This charming mosaic patchwork huswife, sometimes called a Hussif or Housewife, is a wonderful example of the different domestic objects that used patchwork and quilting as decoration. Intended for the storage of sewing equipment, these useful holders contained multiple pockets to keep small items separate and were also handy for travelling as they could be rolled up and tied when in transit, keeping everything conveniently in place. This particular example is unusual for its decorative diamonds design, its embroidered dedication and the intended recipient of the piece. 

The mosaic patchwork diamonds have been pieced together from roller printed dress cottons from the 1840s and 1850s and edged with a vibrant blue silk which also decorates the pointed serrated edges of the pockets. The semi-circles of felted wool fabric intended for needle storage look like uniform material and show signs of moth damage at some point in the past. The fabrics are quite grubby and colours have faded, but certain areas that have been less exposed show the pinks and purples were originally much brighter.  

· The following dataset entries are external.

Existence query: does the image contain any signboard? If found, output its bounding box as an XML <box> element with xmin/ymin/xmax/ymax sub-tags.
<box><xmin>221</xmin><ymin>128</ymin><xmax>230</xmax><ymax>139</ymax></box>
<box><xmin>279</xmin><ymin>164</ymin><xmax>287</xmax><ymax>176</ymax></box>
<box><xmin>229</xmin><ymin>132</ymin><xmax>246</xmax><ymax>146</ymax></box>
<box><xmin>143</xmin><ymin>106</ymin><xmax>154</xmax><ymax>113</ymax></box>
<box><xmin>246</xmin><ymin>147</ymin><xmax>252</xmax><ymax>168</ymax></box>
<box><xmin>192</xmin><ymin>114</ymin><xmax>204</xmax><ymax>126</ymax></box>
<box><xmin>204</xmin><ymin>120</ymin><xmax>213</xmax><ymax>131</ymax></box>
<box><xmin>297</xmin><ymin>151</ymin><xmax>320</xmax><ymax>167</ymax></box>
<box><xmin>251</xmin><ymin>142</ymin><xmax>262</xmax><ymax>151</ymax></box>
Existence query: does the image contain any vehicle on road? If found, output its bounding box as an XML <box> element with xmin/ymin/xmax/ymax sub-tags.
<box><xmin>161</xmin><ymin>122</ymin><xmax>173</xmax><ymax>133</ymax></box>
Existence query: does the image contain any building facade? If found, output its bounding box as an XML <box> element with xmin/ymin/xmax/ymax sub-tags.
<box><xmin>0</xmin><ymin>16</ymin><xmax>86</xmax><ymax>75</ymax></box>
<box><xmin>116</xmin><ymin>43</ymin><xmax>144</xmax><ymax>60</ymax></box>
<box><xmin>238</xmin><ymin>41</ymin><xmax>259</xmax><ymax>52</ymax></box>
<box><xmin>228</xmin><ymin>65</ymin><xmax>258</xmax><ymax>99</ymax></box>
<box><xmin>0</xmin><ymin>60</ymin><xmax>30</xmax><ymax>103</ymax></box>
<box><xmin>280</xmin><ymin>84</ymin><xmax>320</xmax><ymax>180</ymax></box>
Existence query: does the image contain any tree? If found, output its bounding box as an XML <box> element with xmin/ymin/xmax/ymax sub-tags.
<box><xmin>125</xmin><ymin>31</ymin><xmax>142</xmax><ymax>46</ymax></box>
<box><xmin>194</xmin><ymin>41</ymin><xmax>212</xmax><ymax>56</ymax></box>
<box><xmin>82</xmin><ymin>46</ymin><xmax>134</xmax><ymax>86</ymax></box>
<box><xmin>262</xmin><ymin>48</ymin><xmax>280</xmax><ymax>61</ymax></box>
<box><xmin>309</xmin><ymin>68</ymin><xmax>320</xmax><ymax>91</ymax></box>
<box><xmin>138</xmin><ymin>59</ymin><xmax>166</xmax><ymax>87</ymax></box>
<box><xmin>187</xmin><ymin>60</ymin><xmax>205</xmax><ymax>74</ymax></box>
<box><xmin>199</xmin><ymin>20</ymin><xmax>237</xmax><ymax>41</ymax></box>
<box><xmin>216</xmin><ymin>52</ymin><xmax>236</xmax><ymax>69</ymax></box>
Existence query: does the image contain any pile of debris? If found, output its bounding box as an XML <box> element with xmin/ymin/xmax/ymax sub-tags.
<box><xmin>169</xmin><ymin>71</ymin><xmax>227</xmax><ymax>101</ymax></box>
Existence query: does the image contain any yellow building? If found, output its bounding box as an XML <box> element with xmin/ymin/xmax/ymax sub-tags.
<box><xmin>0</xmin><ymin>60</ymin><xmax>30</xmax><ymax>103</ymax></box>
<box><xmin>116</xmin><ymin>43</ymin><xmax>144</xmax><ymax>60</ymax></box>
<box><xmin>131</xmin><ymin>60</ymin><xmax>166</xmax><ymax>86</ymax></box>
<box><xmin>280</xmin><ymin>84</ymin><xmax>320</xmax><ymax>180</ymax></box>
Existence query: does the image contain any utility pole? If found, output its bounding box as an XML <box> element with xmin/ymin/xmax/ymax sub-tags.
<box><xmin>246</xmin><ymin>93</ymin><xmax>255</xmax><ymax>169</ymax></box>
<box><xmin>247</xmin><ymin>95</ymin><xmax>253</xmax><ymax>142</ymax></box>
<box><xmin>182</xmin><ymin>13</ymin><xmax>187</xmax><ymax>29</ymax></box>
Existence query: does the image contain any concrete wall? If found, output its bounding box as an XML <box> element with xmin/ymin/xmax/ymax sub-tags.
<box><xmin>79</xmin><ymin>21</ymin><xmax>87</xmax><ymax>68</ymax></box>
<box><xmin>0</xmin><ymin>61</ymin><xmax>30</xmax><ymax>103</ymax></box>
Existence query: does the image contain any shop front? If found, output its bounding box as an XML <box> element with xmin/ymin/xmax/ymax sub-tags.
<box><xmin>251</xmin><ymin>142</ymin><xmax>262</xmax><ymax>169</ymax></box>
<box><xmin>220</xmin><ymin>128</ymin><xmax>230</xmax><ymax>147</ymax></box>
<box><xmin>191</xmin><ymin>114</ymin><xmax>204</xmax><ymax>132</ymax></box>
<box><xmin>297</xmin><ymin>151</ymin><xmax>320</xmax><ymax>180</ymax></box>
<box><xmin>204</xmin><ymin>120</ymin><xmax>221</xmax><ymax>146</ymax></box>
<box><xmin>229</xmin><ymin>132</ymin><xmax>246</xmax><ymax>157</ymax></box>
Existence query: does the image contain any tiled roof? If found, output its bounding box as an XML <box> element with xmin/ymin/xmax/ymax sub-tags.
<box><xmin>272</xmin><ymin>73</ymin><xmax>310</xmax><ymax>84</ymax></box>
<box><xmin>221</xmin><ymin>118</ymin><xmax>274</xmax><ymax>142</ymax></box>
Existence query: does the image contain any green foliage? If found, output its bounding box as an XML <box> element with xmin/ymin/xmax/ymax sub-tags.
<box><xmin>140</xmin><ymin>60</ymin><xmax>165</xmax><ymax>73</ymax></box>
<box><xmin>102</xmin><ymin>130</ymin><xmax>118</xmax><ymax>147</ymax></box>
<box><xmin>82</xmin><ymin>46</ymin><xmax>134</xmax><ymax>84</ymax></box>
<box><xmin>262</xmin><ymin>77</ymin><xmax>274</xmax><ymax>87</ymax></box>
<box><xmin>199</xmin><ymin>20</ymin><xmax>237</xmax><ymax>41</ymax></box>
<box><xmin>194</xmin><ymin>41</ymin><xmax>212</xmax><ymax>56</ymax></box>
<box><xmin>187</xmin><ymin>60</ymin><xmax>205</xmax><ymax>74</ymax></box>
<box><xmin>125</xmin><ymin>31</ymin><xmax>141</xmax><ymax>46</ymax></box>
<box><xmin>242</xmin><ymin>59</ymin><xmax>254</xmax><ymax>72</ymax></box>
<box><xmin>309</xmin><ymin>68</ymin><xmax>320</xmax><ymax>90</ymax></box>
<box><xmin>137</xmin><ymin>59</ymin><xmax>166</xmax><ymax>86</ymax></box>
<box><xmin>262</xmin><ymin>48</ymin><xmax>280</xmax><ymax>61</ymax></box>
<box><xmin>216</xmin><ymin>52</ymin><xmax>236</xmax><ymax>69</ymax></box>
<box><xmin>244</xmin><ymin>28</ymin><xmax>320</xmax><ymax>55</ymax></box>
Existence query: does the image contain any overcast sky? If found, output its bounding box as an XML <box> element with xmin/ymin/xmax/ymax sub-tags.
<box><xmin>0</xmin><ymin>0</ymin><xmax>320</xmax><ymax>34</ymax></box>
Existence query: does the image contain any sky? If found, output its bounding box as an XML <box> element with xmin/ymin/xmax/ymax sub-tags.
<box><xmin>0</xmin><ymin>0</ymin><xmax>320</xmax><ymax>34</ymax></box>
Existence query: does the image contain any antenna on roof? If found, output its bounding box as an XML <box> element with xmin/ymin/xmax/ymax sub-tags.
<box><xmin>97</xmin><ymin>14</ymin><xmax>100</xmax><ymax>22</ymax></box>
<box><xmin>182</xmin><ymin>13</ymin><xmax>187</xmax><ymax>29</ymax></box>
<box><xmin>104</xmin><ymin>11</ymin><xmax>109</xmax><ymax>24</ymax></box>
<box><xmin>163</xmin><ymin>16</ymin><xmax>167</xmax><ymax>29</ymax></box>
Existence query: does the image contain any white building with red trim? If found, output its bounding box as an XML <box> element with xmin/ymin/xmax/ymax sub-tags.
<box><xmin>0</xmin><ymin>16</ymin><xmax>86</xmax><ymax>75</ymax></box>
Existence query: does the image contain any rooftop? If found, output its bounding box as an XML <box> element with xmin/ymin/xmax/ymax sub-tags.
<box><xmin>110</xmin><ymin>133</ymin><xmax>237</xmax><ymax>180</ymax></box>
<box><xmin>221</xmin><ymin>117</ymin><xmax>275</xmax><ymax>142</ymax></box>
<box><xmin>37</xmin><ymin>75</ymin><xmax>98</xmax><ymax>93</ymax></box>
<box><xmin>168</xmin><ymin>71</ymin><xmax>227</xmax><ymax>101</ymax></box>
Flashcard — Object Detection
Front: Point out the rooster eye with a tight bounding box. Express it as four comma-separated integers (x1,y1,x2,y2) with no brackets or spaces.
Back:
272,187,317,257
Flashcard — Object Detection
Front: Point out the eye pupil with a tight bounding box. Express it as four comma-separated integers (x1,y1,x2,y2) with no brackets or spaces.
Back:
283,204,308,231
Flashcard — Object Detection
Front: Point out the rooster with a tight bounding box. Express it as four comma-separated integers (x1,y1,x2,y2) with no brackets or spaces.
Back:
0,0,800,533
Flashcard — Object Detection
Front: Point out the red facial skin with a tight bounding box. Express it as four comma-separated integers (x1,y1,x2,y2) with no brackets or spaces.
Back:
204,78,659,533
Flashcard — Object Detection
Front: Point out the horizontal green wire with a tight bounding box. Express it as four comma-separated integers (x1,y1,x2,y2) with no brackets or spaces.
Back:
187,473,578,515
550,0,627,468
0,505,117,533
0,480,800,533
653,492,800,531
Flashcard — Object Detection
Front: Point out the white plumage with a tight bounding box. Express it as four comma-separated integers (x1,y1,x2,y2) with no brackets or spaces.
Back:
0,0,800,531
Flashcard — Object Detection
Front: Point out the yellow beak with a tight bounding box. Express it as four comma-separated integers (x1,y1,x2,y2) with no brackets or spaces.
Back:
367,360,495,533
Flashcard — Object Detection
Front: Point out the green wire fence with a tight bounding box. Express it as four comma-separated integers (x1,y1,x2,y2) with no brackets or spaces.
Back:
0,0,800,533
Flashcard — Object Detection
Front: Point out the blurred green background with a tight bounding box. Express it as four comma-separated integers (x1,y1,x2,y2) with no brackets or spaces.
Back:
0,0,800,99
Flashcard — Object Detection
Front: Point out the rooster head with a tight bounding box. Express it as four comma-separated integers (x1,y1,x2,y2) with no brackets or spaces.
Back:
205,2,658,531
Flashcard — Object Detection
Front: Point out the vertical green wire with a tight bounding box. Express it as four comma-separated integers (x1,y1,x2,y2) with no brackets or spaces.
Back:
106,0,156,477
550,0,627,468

The cross-stitched dedication ‘By Sarah Iles for Edward Buckler 1856’ give us a maker, recipient and date, and tell us this was made as a gift, perhaps for a specific occasion. A location would have been useful (sadly not included), but initial research did yield a few speculative results. A male recipient is more unusual and could have indicated a profession where portable sewing kits were useful or standard issue such as a sailor or member of the armed forces. There was an Edward Buckler born in Poole, Dorset in 1822, who was awarded a Mate’s Certificate of Service in 1855 for 22 years in the Merchant Navy on both coastal and foreign trades. So far it hasn’t been possible to verify the relationship between Edward and Sarah Iles but she could have made this as a gift to commemorate his service around this time.